Father Brooks did Thomas, Jones, Wells, Jenkins, and their classmates a good turn when he recruited them for Holy Cross. But he also did Holy Cross a good turn, too. Those aren't just some of the most successful black alumni at Holy Cross. Those are some of Holy Cross's most successful alumni, period.
But this just illustrates, in a particularly focused way, what affirmative action at colleges and universities have always been about. They often get discussed as charity programs. But these programs, like all university admissions policies, are very much in the schools' self-interest.
Colleges and universities do not look favorably on qualified minority applicants because they are do-gooders ready to sacrifice a bit of the institution's prosperity on the altar of political correctness. They seek out minority applicants because they believe, on the basis of actual evidence, that those applicants will help their schools prosper. It is not so much charity as strategy.
I don't have time to get into the reasons in detail, but there are at least two basic explanations. First, many minority students have more raw academic talent than might appear on their record. A hypothetical white kid who grew up speaking standard English in a middle-class home but whose academic qualifications looked identical to Clarence Thomas's would not be as smart as the actual Thomas, who had grown up speaking a dialect called Gullah and had some serious outside pressures on his education. Second, if the goal of selective college admissions is to select a group of students who will become leaders some day, the people likely to become leaders of various ethnic groups certainly count. Admitting a student who will someday be a leading African-American businesswoman makes sense for the same reason that admitting a prep-school WASP born to influence does; colleges want to have prominent alums in both groups. And every nationally-ranked American university has always emphasized geographical diversity in their admissions, because if you want to have successful alumni in Boise and Tallahassee and Omaha, you'd better make sure you admit some students from Boise, Tallahassee and Omaha.
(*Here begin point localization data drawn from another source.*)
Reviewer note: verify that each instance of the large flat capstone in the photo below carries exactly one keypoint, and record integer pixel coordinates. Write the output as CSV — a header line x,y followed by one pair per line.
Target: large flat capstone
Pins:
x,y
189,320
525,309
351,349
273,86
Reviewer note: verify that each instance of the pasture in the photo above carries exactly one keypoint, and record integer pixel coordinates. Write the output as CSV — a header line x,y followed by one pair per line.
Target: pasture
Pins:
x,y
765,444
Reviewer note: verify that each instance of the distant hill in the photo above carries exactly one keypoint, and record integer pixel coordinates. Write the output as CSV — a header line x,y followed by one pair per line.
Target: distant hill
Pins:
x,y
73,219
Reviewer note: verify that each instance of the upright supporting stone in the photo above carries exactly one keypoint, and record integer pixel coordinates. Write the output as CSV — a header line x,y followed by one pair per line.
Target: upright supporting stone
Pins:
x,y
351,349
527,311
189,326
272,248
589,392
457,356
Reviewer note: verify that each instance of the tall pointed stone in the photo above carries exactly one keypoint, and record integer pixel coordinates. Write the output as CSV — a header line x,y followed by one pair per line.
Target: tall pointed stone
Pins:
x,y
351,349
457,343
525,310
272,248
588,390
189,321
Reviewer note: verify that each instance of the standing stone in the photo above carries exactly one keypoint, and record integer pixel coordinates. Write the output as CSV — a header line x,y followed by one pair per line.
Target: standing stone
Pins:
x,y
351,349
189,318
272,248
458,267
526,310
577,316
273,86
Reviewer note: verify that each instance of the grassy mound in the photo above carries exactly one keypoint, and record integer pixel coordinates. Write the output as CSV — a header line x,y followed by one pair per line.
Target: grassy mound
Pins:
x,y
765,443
If the Clarence Thomas example is not to your liking, consider Justice Sonia Sotomayor. Valedictorian of a Catholic high school in the Bronx, admitted to Princeton when admitting kids from Catholic schools in the Bronx, let alone Latinas, was not yet really Princeton's thing. Sotomayor not only goes to graduate summa cum laude, but to win the Pyne Prize, Princeton's top award for a graduating senior. I'd say Princeton did itself a solid right there: going outside their traditional admissions comfort zone got them the top student in that year's class. And frankly, any summa cum laude student you admit looks like a big win to me. (But of course, I'm faculty, not development office, and naturally tend to focus on classroom success.) If Sotomayor just gone on to be a well-respected federal judge, affirmative action worked out pretty well for Princeton in that case. When she got tapped for the Supreme Court, their affirmative action bet turned into a jackpot.
Colleges and universities look for minority students for the same reason they look for athletes, legacies, and budding cellists. They believe that it serves the school's interest to do so. Admitting those students isn't alms for the poor. It's an investment, just like every admissions decision is. And successful American colleges make those investments very shrewdly.